Cuesta superar lutos dañinos, porque cuesta aceptar una muerte no prevista. Pero
si abriésemos los ojos a las muchas bondades que nos rodean, si viésemos a
tantos otros familiares y amigos que desean nuestro bien, o incluso que
necesitan nuestra ayuda (también ellos piden un poco de consuelo),
encontraríamos fuerzas íntimas que nos permitirían seguir en la brecha de los
deberes cotidianos.
Sobre todo, necesitamos abrir el alma y el corazón a una certeza que va más allá
de los papeles de hospitales o de las páginas de periódicos; una certeza que
nace al reconocer que nuestra alma es espiritual, incapaz de morir, y que existe
un Dios que acoge a sus hijos buenos, que nos espera en la vida eterna.
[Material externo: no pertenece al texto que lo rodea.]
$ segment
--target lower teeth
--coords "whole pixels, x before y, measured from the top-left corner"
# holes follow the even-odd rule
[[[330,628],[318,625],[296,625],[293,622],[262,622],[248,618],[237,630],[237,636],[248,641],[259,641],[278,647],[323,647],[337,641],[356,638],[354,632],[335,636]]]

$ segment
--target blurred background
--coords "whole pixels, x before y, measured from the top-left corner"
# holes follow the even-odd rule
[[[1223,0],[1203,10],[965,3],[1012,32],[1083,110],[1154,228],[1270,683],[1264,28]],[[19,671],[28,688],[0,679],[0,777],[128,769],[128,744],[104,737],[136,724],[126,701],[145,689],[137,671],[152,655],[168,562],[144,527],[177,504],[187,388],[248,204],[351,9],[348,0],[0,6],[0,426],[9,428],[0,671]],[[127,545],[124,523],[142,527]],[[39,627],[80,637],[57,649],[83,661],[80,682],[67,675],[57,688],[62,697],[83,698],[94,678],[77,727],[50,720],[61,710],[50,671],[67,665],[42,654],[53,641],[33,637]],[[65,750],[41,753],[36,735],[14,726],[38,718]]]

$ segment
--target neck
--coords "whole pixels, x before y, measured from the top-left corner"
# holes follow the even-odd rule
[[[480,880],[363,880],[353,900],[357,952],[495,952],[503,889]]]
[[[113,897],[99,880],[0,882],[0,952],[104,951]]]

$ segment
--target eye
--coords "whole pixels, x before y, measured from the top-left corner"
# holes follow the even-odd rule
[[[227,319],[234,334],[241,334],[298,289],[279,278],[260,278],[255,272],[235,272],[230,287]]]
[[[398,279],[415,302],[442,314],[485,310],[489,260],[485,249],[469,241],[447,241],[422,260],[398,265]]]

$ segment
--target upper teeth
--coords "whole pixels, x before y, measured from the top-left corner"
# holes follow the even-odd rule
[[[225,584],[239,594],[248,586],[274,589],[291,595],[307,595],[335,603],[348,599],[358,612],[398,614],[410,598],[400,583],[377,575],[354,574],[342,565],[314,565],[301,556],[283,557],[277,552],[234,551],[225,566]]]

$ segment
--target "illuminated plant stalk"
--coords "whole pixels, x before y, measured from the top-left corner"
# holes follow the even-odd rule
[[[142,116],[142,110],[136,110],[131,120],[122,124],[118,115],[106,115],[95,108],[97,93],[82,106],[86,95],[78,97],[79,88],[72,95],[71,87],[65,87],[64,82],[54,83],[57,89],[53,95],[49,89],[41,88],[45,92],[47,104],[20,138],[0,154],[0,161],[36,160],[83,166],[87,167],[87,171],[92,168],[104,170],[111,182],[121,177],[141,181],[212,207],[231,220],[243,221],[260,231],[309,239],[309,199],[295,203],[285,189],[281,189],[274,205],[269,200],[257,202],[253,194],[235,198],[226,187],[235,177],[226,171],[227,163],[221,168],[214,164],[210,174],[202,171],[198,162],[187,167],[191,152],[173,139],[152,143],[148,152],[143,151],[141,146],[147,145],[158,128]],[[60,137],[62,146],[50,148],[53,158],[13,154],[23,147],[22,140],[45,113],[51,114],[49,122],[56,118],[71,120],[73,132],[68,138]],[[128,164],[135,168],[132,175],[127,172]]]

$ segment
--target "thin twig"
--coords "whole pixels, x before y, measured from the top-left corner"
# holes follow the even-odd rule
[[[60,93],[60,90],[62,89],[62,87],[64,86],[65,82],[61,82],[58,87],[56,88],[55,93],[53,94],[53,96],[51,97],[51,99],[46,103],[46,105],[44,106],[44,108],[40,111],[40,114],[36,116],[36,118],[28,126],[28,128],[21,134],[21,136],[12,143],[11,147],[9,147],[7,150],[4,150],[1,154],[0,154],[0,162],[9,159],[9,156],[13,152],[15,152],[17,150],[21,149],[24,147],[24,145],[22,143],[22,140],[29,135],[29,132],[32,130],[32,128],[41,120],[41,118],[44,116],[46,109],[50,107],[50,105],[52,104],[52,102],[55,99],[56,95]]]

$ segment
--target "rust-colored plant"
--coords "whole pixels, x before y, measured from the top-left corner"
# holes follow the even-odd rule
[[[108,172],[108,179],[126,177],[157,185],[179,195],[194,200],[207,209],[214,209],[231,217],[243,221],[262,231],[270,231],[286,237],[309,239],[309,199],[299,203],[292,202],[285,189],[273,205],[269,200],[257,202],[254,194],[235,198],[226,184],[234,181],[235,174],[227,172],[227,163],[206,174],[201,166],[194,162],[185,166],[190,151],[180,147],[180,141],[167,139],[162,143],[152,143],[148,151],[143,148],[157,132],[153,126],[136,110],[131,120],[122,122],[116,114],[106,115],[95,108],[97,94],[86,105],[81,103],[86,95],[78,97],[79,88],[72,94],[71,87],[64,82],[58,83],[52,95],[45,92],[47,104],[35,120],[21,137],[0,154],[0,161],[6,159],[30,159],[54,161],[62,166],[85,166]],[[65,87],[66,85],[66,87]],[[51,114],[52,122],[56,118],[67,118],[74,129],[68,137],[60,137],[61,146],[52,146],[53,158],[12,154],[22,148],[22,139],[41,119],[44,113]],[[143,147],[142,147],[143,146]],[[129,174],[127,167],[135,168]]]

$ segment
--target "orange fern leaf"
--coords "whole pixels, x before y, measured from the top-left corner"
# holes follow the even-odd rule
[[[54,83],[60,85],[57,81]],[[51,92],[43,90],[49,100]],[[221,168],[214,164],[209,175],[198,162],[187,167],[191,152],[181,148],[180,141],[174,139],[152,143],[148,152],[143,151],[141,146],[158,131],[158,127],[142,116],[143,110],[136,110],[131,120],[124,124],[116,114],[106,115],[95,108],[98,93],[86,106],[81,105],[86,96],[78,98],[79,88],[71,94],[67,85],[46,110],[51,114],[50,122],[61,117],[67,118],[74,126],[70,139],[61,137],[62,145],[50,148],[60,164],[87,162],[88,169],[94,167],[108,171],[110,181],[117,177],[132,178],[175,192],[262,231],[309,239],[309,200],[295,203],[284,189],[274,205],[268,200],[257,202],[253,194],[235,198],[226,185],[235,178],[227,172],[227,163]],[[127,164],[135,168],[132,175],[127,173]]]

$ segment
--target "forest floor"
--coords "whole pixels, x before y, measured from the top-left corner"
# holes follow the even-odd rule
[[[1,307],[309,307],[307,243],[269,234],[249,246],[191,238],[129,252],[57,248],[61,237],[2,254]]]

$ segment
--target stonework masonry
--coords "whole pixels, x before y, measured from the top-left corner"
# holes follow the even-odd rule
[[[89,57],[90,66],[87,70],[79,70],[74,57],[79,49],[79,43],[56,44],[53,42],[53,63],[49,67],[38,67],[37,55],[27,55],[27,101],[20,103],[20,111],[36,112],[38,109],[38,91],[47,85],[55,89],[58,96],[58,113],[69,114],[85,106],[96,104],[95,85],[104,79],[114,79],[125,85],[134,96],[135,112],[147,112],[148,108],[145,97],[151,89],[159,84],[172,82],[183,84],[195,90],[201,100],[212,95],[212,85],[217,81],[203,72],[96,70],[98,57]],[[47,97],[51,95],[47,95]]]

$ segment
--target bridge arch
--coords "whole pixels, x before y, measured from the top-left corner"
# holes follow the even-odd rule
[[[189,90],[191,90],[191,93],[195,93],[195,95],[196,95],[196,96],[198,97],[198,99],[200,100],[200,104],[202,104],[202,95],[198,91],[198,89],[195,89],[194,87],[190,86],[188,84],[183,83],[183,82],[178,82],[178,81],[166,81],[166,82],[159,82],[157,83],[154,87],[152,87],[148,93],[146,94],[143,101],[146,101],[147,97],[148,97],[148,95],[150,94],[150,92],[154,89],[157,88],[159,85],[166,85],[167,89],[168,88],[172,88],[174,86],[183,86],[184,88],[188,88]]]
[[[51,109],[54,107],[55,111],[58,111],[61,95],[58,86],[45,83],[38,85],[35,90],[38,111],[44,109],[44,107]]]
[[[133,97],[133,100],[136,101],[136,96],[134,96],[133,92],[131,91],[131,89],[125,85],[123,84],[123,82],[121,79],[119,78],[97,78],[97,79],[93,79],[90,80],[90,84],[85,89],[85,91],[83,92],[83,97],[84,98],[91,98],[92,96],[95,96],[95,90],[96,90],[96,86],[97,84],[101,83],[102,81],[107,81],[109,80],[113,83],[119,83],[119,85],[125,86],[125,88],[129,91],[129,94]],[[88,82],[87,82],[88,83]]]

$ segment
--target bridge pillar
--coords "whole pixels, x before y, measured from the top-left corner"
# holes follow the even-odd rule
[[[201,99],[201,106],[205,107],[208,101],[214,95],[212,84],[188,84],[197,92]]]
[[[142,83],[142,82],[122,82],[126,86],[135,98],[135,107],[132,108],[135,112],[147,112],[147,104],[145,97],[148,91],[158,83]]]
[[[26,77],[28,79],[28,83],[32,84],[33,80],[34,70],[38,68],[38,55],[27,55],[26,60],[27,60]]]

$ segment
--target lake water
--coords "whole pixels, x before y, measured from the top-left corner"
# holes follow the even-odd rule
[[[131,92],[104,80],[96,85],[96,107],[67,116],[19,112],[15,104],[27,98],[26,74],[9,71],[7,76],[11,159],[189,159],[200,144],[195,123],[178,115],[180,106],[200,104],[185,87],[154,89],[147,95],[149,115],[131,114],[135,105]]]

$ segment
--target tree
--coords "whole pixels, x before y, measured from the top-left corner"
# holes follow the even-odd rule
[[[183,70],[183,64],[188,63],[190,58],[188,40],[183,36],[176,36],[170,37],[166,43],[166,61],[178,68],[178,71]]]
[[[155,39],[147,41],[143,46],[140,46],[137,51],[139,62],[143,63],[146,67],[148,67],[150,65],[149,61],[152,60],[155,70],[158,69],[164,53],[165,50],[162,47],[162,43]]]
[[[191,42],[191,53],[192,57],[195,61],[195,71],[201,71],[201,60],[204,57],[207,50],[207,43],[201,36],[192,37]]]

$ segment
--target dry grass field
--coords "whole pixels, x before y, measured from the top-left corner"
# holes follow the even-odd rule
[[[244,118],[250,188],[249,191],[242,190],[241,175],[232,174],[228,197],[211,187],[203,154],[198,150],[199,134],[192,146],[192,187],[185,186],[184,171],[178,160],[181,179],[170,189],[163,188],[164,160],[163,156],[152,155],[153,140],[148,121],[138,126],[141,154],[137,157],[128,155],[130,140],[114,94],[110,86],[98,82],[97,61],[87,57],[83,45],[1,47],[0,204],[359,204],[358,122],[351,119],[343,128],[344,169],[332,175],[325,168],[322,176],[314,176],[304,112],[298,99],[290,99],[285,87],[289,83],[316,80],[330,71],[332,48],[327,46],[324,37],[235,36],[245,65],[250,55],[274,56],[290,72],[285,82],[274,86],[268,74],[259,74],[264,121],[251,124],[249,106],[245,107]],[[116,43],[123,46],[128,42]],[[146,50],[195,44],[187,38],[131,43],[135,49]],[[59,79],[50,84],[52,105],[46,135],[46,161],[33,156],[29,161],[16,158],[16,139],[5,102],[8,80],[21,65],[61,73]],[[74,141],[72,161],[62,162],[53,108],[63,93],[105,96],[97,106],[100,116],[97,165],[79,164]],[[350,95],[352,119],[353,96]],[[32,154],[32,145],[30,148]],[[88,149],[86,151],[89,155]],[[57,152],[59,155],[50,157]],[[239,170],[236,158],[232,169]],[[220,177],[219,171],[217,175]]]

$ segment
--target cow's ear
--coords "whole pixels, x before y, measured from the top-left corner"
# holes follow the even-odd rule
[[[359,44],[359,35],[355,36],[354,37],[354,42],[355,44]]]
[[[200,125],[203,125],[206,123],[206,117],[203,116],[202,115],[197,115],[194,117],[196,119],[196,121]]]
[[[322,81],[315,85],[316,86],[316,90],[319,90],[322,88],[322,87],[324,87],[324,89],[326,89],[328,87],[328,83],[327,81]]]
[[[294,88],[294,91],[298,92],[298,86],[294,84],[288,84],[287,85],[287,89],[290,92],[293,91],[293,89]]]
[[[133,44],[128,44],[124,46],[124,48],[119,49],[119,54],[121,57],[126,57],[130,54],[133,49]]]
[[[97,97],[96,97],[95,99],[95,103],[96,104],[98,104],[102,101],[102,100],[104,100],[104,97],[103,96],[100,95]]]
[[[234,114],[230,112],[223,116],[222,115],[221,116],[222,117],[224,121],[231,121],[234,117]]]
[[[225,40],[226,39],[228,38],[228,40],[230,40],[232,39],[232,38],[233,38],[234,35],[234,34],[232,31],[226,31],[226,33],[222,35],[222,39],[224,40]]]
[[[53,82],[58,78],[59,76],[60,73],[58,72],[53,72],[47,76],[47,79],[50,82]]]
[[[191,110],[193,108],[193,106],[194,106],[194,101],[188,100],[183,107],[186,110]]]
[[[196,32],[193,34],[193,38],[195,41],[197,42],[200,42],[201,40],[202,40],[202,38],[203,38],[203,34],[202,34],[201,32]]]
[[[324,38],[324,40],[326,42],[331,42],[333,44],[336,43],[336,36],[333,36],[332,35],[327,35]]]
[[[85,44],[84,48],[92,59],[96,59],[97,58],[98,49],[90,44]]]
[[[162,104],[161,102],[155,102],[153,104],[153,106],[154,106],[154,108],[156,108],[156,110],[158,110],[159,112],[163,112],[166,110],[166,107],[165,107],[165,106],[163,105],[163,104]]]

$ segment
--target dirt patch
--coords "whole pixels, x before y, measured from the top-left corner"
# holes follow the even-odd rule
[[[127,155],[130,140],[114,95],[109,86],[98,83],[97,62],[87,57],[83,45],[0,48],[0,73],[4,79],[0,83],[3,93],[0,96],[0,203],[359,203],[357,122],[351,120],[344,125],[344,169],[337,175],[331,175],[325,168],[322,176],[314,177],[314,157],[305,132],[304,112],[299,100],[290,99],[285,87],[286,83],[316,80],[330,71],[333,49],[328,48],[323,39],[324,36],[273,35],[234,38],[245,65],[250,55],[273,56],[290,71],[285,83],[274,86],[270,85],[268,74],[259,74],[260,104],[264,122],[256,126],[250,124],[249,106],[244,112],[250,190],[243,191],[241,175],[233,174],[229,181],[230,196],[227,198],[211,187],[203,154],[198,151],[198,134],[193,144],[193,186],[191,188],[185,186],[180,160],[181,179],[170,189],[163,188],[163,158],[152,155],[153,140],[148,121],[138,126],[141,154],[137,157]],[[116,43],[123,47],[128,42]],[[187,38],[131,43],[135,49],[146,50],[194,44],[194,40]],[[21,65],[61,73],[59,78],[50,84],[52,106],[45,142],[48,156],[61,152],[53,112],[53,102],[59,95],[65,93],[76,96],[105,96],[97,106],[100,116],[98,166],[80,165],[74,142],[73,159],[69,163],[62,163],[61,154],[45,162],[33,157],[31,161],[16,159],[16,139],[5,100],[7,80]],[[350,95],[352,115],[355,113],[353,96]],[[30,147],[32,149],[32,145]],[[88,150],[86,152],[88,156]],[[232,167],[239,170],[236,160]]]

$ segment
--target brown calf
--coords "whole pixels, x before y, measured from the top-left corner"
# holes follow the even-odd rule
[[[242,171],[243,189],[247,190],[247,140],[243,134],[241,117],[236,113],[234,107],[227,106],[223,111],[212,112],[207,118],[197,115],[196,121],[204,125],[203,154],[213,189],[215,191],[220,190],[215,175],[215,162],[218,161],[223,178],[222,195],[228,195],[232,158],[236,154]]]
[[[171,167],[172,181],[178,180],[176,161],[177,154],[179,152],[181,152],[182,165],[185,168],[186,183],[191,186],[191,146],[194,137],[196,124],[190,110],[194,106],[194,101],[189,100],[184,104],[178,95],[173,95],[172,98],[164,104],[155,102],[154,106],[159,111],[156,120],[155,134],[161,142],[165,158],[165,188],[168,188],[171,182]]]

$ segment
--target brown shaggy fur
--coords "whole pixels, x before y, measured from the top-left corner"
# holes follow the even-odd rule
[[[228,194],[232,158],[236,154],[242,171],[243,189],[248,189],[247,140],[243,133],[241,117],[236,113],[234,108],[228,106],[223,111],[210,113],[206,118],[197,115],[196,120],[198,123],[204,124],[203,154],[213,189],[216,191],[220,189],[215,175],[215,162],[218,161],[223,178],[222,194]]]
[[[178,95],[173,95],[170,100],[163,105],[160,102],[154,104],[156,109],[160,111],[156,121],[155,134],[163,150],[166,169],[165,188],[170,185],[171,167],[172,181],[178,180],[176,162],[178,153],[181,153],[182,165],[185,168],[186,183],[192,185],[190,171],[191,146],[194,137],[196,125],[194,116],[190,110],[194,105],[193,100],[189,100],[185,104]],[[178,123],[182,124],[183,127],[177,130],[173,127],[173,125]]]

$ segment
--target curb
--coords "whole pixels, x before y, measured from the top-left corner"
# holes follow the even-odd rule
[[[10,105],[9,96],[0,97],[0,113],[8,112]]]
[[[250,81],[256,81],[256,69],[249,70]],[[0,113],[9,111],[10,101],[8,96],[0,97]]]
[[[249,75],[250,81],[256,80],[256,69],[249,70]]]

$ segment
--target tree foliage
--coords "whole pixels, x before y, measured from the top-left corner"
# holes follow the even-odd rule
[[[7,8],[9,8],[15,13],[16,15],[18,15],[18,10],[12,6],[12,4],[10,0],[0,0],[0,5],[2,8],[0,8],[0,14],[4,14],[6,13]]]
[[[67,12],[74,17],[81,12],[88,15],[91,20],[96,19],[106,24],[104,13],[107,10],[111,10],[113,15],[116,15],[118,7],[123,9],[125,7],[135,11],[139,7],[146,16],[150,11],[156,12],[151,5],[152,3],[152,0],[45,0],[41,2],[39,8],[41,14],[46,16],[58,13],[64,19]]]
Quien
muere, de modo previsto o imprevisto, no ha desaparecido para siempre.
Es cierto que también pensar en la otra vida puede provocar angustias, sobre
todo si existen motivos para suponer que alguien ha muerto sin estar en paz con
Dios ni con su prójimo. Pero en el marco de la fe católica descubrimos que Dios
es misericordia, y sólo nos queda confiar en que esa misericordia haya
alcanzado, por caminos que a veces no nos resultan visibles, a la persona que
nos ha sido “arrancada” por una muerte imprevista.
Además, esa misma fe nos lleva a reconocer que siguen en pie los lazos de amor,
que no hemos roto por completo con quien nos ha dejado. Al hablar de la
importancia de las oraciones por nuestros seres queridos ya difuntos, el Papa
Benedicto XVI explicaba lo siguiente:
“Que el amor pueda llegar hasta el más allá, que sea posible un recíproco dar y
recibir, en el que estamos unidos unos con otros con vínculos de afecto más allá
del confín de la muerte, ha sido una convicción fundamental del cristianismo de
todos los siglos y sigue siendo también hoy una experiencia consoladora. ¿Quién
no siente la necesidad de hacer llegar a los propios seres queridos que ya se
fueron un signo de bondad, de gratitud o también de petición de perdón?”
(Benedicto XVI, encíclica “Spe salvi” n. 48).
Las muertes imprevistas tienen siempre un matiz de tragedia que no es fácil de
asumir. Pero resulta posible, desde las energías propias de los corazones y
desde la mirada hacia el mundo de Dios y de lo eterno, afrontarlas de un modo
más profundo, más completo, incluso más sereno.
Quedará, ciertamente, un hueco profundo por días, por meses, tal vez por años.
Pero ese hueco no es completo, porque el ser querido no ha desaparecido en el
remolino de la nada, sino que está presente en el corazón de Dios. Un Dios que
es bueno, que ama la vida, que acoge y rescata a cada uno de sus hijos. Un Dios
que nos acompaña, a quienes seguimos en el camino del tiempo, mientras avanzamos
también nosotros a la hora que dará por concluida la vida terrena y nos
introducirá en el mundo de lo eterno.